The Milwaukee Brewers broke their string of three 3-3 weeks in a row with a 5-2 mark in week 15, and when I look at the stats for the week it’s hard to figure out how they did it. Runs were 26-26, the Crew didn’t hit well at all, they pitched generally well but had some pretty bad performances (from relievers Jacob Barnes and Mike Zagurski), but still managed to not just win 71% of their games, they maintained their 1.5 game lead over the resurgent Chicago Cubs, who aren’t going away any time soon.
And the Brewers are not particularly healthy right now.

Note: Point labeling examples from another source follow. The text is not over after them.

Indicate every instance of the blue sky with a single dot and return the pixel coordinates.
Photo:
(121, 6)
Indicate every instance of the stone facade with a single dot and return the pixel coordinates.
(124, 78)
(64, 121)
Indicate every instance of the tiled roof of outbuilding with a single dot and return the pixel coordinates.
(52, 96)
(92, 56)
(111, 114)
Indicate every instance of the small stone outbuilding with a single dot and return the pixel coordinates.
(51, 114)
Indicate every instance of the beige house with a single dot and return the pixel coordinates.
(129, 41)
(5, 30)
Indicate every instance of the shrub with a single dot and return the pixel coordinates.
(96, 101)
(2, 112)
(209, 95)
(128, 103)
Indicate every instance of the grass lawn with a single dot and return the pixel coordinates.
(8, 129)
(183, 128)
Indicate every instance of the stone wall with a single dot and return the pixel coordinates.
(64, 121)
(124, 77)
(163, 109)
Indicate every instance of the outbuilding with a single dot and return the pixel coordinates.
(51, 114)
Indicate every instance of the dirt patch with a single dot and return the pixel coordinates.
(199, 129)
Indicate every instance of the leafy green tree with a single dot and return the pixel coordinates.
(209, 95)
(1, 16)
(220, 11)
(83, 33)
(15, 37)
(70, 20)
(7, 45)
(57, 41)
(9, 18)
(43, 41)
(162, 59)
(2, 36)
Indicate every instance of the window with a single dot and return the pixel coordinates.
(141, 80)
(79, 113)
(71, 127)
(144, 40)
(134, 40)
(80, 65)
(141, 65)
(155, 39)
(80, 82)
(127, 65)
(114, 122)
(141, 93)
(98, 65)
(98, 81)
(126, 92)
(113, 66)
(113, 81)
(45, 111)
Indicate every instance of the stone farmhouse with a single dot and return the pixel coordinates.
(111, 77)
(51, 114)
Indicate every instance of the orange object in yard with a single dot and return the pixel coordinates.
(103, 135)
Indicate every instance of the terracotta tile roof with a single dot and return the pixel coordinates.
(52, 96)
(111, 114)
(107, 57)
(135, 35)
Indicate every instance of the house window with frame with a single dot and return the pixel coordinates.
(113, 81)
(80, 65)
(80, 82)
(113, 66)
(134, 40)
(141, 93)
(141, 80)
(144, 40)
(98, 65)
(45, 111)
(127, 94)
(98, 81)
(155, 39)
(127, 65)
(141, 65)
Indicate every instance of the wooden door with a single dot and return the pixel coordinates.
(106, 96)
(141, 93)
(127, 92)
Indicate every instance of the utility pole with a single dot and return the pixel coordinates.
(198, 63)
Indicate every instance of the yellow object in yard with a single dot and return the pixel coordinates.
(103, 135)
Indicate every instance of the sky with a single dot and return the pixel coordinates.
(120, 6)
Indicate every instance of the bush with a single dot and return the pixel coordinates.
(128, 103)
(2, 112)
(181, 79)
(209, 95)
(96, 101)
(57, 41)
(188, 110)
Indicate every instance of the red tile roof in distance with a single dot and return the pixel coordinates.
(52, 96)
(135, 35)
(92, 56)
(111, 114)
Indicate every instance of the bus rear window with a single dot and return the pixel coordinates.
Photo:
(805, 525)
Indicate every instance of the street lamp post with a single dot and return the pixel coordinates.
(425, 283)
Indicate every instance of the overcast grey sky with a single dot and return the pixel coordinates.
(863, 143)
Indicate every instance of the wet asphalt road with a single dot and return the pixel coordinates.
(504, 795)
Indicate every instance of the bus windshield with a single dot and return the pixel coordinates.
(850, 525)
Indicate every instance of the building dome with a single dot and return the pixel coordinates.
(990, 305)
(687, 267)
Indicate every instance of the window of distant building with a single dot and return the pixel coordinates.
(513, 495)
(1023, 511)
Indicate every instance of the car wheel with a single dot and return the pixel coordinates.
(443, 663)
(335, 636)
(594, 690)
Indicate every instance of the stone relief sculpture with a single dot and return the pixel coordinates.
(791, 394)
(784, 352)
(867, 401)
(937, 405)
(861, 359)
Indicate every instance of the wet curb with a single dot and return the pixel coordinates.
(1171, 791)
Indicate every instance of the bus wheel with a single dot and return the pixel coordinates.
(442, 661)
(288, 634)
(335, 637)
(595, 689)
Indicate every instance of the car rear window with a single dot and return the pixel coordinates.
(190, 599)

Christian Yelich is back but still looking a little uncomfortable at the plate; Lorenzo Cain was out all week; Ryan Braun’s back is still bothering him; Brent Suter joined a full starting staff’s worth on the Disabled List; and Jesus Aguilar looked human at the plate for the first time in a while. But Nate Orf finally got to the majors (and hit a homer for his only major league hit - so far), and the Minnesota Twins continued to not play good baseball as the Brewers swept them. The first two games of the Atlanta Braves series were very well played by the Crew, however, and if you can win when you’re not playing particularly well, life is good. And oh yeah...Keon Broxton can patrol centerfield just fine, thank you very much.
TOP HITTING STORY: Brad Miller has been a welcome addition to the Brewers’ middle infield...at least when at the plate. This past week he paced the regulars with a .350/.381/.550 line, for an OPS of .931 (I told you they weren’t very impressive at the plate...the team line was .211/.277/.367, OPS .644). Brad had a double and a homer (tied for the team lead in homers on the week, believe it or not) with four scored and three driven in. Yeah, the defense has been as poor as advertised (.886 fielding percentage over-all, with four errors), but Brad has contributed some key hits (his homer was the game-winning hit against the Twins on Wednesday), and will continue to get regular at bats in the line-up.
Honorable Mention: Keon Broxton’s bat has quickly returned to earth (or lower) with a .059/.200/.118 slash, .318 OPS, and 9 strikeouts in 19 plate appearances. So usually that would be (dis)honorable...but I wanted to put this catch in here again, so...
TOP PITCHING STORY: Dan Jennings gets lots of credit for the Brewers 5-2 mark on the week. He relieved in three wins, going five scoreless innings with just one hit and one walk allowed, notching a two inning save and then the next game pitching out of a second and third, nobody out situation against the Braves and Milwaukee up 5-4 in the top of the seventh. The save came against the Braves, too. After a rough stretch for Jennings, it was very nice to see and I’m sure very gratifying for Dan. Nicely done.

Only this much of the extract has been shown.